Host: scsi0 Channel: 00 Id: 00 Lun: 00
Vendor: MICROP Model: 3243-19 1128RLAV Rev: RLAV
Type: Direct-Access ANSI SCSI revision: 02
Host: scsi0 Channel: 00 Id: 02 Lun: 00
Vendor: TOSHIBA Model: CD-ROM XM-5401TA Rev: 3605
Type: CD-ROM ANSI SCSI revision: 02
Host: scsi0 Channel: 00 Id: 03 Lun: 00
Vendor: HP Model: C1533A Rev: 9503
Type: Sequential-Access ANSI SCSI revision: 02
Host: scsi0 Channel: 00 Id: 04 Lun: 00
Vendor: iomega Model: jaz 1GB Rev: H.71
Type: Direct-Access ANSI SCSI revision: 02

The Jaz drive is external, and is connected by a slightly weird cable
(had to go from a wide SCSI connector to a regular SCSI-2 connector),
but I don't think it is a cabling problem, primarily because my
initial failed restore occured after the Jaz drive was detached. Of
course, I could be wrong.

Whatever the problem is, it is very intermittent. Maybe this is a
hardware/cabling problem; but then again, has anyone else seen
behavior like this?

>From the error messages you enclosed, it appears that you had a SCSI bus hang
while 18 commands were outstanding to the Micropolis drive. The SCSI subsystem
and driver attempted to abort the commands, but the aborts also timed out, and
so sending a Bus Device Reset message was tried next. That too failed, so a
Hard Reset was issued to the host adapter, which forces a full SCSI Bus Reset.
The host adapter was successfully reinitialized, and I assume the system
resumed normal operation, and retried the timed out commands.

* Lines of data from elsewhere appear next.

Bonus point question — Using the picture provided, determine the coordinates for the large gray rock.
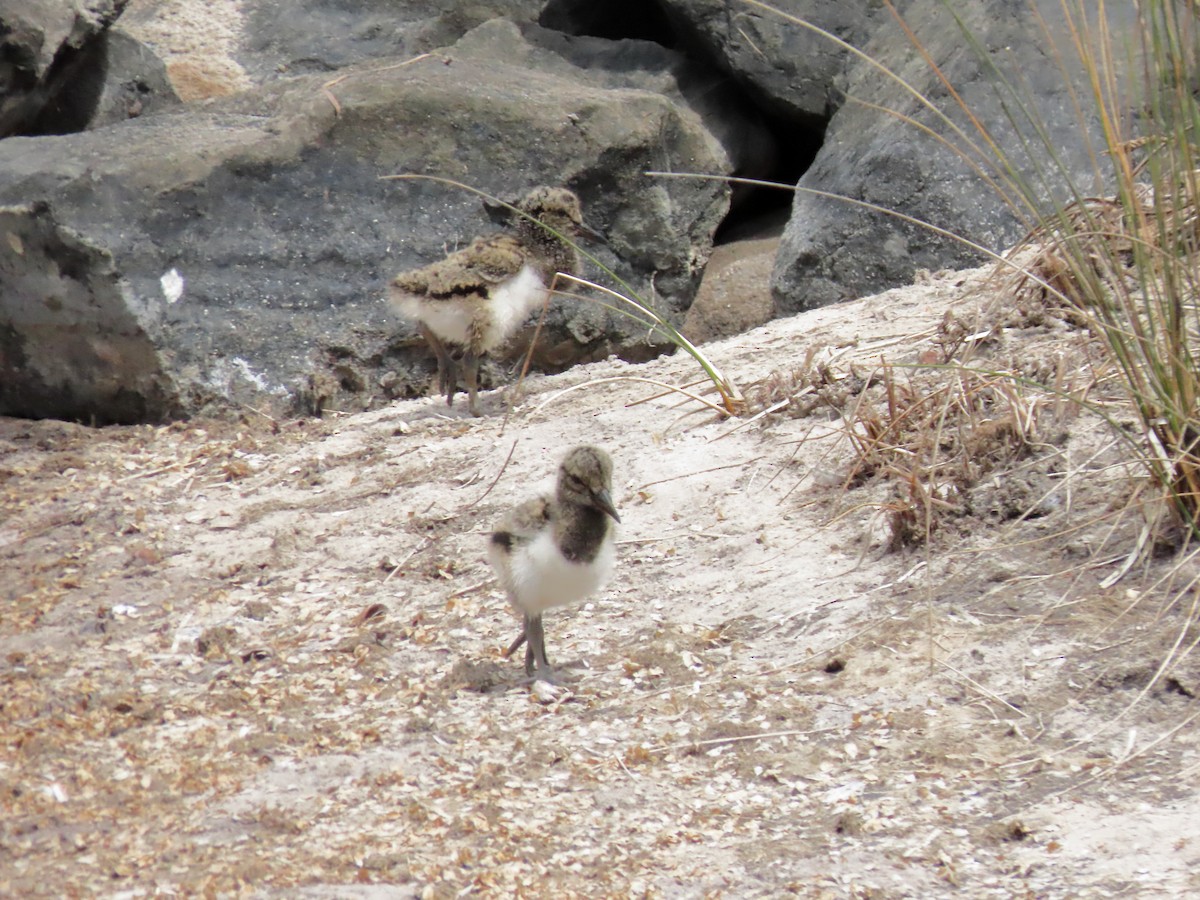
[662,0,887,121]
[0,28,728,421]
[772,0,1138,314]
[122,0,544,101]
[0,0,128,138]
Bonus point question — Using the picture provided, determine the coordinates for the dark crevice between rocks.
[538,0,832,244]
[0,32,108,137]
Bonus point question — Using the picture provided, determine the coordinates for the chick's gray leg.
[526,614,554,682]
[420,322,458,406]
[462,350,482,415]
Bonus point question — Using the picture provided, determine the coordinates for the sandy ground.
[0,264,1200,898]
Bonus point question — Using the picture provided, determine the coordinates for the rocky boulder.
[772,0,1138,314]
[0,24,730,421]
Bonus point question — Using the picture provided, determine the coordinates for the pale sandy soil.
[0,264,1200,898]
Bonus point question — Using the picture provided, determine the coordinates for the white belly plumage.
[490,530,617,614]
[392,265,546,353]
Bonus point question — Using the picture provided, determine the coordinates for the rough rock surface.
[0,30,727,421]
[0,0,1161,421]
[772,0,1134,314]
[682,238,779,343]
[0,0,128,138]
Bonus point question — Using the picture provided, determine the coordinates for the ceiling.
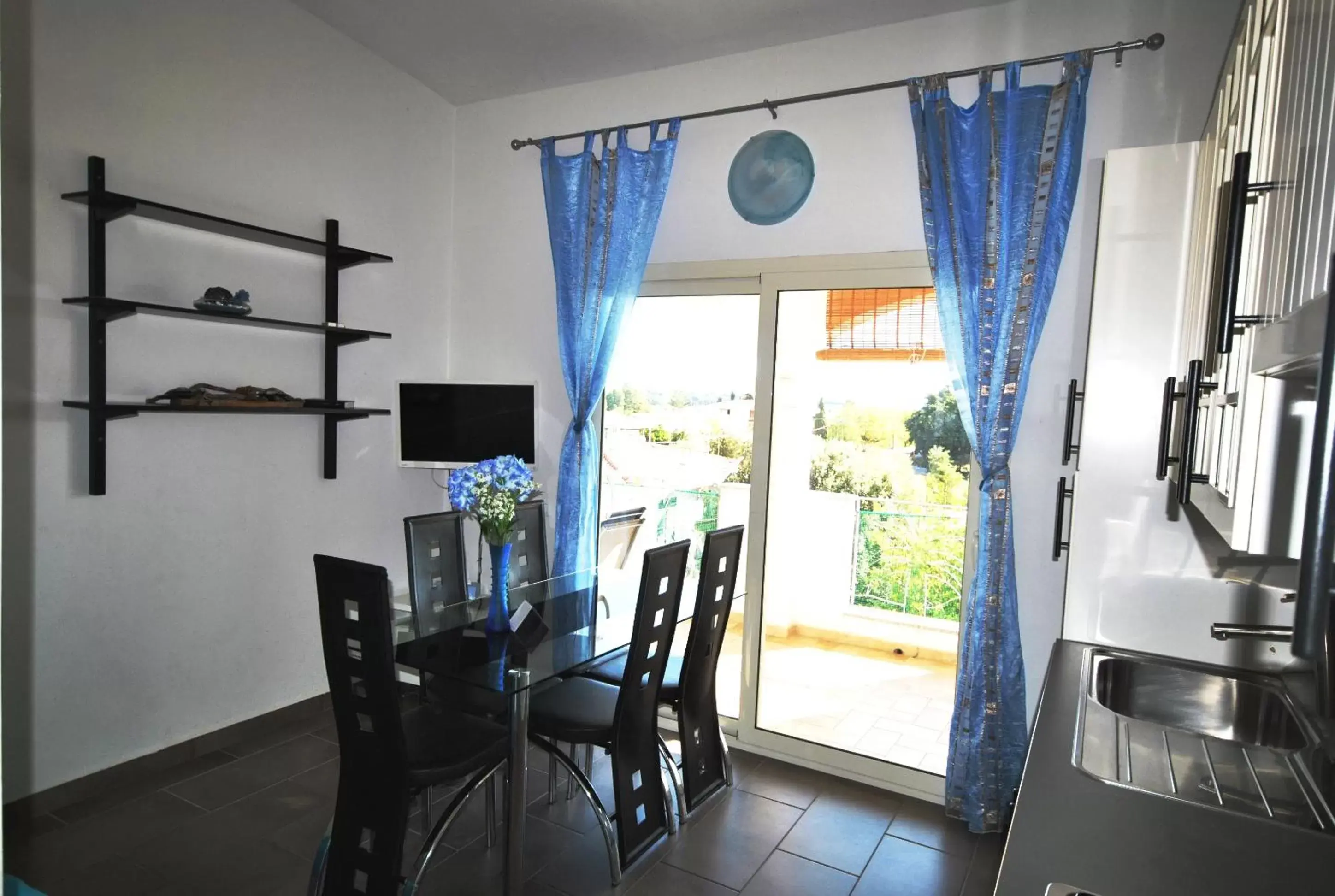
[294,0,1005,106]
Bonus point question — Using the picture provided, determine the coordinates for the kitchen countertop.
[996,641,1335,896]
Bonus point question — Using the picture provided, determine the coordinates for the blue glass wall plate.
[727,131,815,224]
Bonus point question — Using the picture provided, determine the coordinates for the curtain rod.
[510,31,1164,149]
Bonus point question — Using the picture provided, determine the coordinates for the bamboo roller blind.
[815,286,945,360]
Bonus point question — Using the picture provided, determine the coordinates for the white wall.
[4,0,455,800]
[450,0,1238,707]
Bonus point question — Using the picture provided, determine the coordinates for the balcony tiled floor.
[718,637,955,774]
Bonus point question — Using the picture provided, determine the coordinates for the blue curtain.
[542,119,681,581]
[909,53,1089,832]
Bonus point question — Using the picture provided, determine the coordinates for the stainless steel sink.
[1092,656,1307,750]
[1073,649,1335,833]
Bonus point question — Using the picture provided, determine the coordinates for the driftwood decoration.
[148,383,304,407]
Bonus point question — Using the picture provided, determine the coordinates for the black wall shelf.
[61,156,392,494]
[61,295,390,346]
[60,189,394,270]
[61,402,390,421]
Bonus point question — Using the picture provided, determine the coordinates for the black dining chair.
[584,526,745,823]
[310,554,508,896]
[403,510,468,637]
[510,501,549,588]
[529,541,690,885]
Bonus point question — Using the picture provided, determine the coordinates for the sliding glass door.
[598,295,760,719]
[599,261,970,795]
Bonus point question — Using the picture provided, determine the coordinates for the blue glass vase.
[487,542,510,631]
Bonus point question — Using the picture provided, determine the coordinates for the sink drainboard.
[1075,651,1335,833]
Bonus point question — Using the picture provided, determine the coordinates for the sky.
[608,292,951,410]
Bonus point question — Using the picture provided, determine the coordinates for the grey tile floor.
[6,717,1001,896]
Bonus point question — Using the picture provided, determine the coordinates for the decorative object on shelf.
[195,286,251,315]
[727,131,815,226]
[148,383,306,407]
[450,454,538,631]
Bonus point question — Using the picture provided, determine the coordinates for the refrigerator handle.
[1177,359,1215,503]
[1215,152,1279,355]
[1052,477,1076,562]
[1155,377,1187,482]
[1061,379,1084,466]
[1294,256,1335,670]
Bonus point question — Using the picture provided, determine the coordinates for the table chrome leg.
[547,753,557,805]
[483,776,496,849]
[505,669,529,896]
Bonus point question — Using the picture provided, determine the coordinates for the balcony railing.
[852,498,967,621]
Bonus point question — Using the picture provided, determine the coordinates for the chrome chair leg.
[718,725,733,786]
[566,741,589,800]
[658,762,681,837]
[529,737,621,887]
[306,819,334,896]
[658,734,686,824]
[403,760,506,896]
[486,774,496,849]
[418,788,434,833]
[547,753,557,805]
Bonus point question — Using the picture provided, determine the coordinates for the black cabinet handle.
[1177,359,1215,503]
[1155,377,1187,481]
[1215,152,1251,355]
[1294,256,1335,662]
[1215,152,1279,355]
[1061,379,1084,466]
[1052,477,1076,561]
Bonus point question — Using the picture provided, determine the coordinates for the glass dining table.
[395,570,678,896]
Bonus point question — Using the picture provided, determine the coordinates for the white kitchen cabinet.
[1172,0,1335,555]
[1063,143,1292,668]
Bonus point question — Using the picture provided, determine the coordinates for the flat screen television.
[396,382,538,467]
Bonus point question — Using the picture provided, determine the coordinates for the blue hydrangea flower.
[449,454,538,545]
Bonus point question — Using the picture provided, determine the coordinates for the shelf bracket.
[325,218,342,479]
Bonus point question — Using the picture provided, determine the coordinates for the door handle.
[1294,256,1335,662]
[1052,477,1076,561]
[1155,377,1187,481]
[1061,379,1084,466]
[1177,359,1215,503]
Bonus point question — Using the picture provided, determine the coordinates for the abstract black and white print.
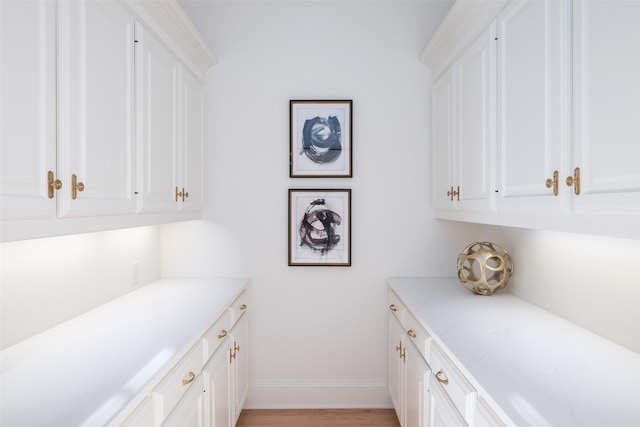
[289,190,351,265]
[290,100,352,177]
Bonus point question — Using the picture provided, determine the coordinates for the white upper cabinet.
[179,70,205,211]
[0,0,215,242]
[562,1,640,214]
[498,0,569,212]
[136,23,180,212]
[422,0,640,238]
[58,1,136,216]
[0,0,60,219]
[136,24,204,212]
[432,20,495,211]
[453,24,495,210]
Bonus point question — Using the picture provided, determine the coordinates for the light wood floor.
[236,409,400,427]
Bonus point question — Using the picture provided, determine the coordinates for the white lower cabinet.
[427,375,467,427]
[162,376,205,427]
[202,339,232,427]
[111,292,249,427]
[202,310,249,427]
[387,291,492,427]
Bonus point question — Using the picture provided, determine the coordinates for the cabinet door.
[0,0,58,220]
[58,1,135,216]
[203,338,232,427]
[429,382,467,427]
[180,70,204,211]
[136,23,179,212]
[453,24,496,211]
[162,376,204,427]
[498,0,568,212]
[431,70,458,210]
[404,342,429,427]
[387,312,406,426]
[563,1,640,215]
[231,313,249,424]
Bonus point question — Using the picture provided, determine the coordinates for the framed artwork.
[289,189,351,266]
[289,100,353,178]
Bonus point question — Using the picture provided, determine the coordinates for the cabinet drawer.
[153,340,204,420]
[473,396,506,427]
[403,311,431,360]
[388,289,407,325]
[202,310,231,360]
[229,292,248,326]
[120,397,155,427]
[428,342,476,423]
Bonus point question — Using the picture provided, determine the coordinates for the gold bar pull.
[47,171,62,199]
[546,171,558,196]
[71,174,84,200]
[566,168,580,196]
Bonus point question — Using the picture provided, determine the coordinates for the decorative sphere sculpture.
[458,242,513,295]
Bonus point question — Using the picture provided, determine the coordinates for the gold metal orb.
[458,242,513,295]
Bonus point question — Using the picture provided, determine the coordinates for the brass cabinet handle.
[47,171,62,199]
[565,168,580,196]
[545,171,558,196]
[447,185,460,202]
[182,371,196,385]
[71,174,84,200]
[436,371,449,385]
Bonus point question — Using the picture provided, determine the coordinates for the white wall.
[175,1,640,407]
[172,1,487,407]
[0,224,160,348]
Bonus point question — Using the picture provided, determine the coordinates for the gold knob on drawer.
[436,371,449,385]
[565,168,580,196]
[182,371,196,385]
[545,171,558,196]
[71,174,84,200]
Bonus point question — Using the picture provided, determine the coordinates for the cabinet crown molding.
[420,0,508,78]
[126,0,217,81]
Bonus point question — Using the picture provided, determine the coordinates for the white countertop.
[388,278,640,427]
[0,279,248,427]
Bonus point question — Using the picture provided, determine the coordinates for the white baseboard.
[244,380,392,409]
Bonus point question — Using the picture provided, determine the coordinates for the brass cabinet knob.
[565,168,580,196]
[71,174,84,200]
[47,171,62,199]
[182,371,196,385]
[436,371,449,385]
[545,171,558,196]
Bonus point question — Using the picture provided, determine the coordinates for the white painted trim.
[244,380,393,409]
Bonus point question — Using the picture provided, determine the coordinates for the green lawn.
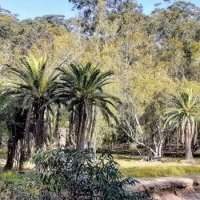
[114,155,200,178]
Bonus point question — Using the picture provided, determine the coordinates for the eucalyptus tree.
[165,91,200,160]
[4,54,57,152]
[57,63,119,150]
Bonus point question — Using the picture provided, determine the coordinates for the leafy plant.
[34,149,145,200]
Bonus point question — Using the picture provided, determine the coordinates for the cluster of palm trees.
[165,90,200,160]
[2,54,119,169]
[0,54,200,169]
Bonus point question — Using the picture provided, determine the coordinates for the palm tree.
[57,63,119,150]
[165,91,199,160]
[4,54,57,152]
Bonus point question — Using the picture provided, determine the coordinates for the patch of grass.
[114,156,200,178]
[121,165,200,178]
[0,171,42,196]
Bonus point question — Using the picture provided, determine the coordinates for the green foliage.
[34,150,141,200]
[56,63,119,149]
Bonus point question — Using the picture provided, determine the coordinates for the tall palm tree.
[165,90,200,160]
[5,54,57,149]
[57,63,119,150]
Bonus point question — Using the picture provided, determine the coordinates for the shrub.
[34,149,145,200]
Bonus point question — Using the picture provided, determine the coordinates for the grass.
[0,171,42,196]
[114,156,200,178]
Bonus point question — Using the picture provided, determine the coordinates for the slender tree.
[57,63,119,150]
[5,55,57,152]
[165,91,199,160]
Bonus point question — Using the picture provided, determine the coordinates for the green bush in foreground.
[34,150,150,200]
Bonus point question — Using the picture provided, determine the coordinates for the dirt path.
[129,176,200,200]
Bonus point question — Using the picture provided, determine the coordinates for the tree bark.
[4,136,18,170]
[185,122,193,160]
[35,108,45,150]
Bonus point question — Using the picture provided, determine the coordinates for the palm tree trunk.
[77,104,87,150]
[4,137,18,170]
[53,104,60,147]
[68,111,76,148]
[185,122,193,160]
[35,108,45,150]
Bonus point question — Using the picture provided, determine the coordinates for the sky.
[0,0,200,19]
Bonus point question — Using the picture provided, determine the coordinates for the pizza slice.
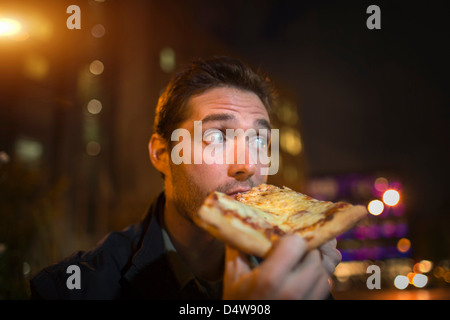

SCSI bus hangs of this sort are usually due to (1) cabling and/or termination
problems, (2) bugs in the disk drive firmware, or (3) bugs in the host adapter
firmware. Also, older Micropolis 3243 units had some general reliability
problems. If the previous errors you had actually required reformatting the
drive, that's not likely to be a host adapter or operating system issue. I'd
be very concerned that the drive may not be reliable and further problems are
likely.

I don't know what version of firmware is in your BT-958, but a new version was
officially released recently. I've updated my Linux web page with copies of
the latest BT-948/958/958D firmware and BIOS and the Flash utility. I suggest
you update your BT-958 to the new firmware.

Finally, if the drive's firmware doesn't implement tagged queuing correctly,
all sorts of problems are possible under heavy I/O loads. You can disable
tagged queuing entirely by booting with the command line "BusLogic=TQ:Disable",
or allow a lower queue depth (number of outstanding commands) by booting with
"BusLogic=0,N" where N is the desired queue depth. I suggest trying 7 or 15.

Leonard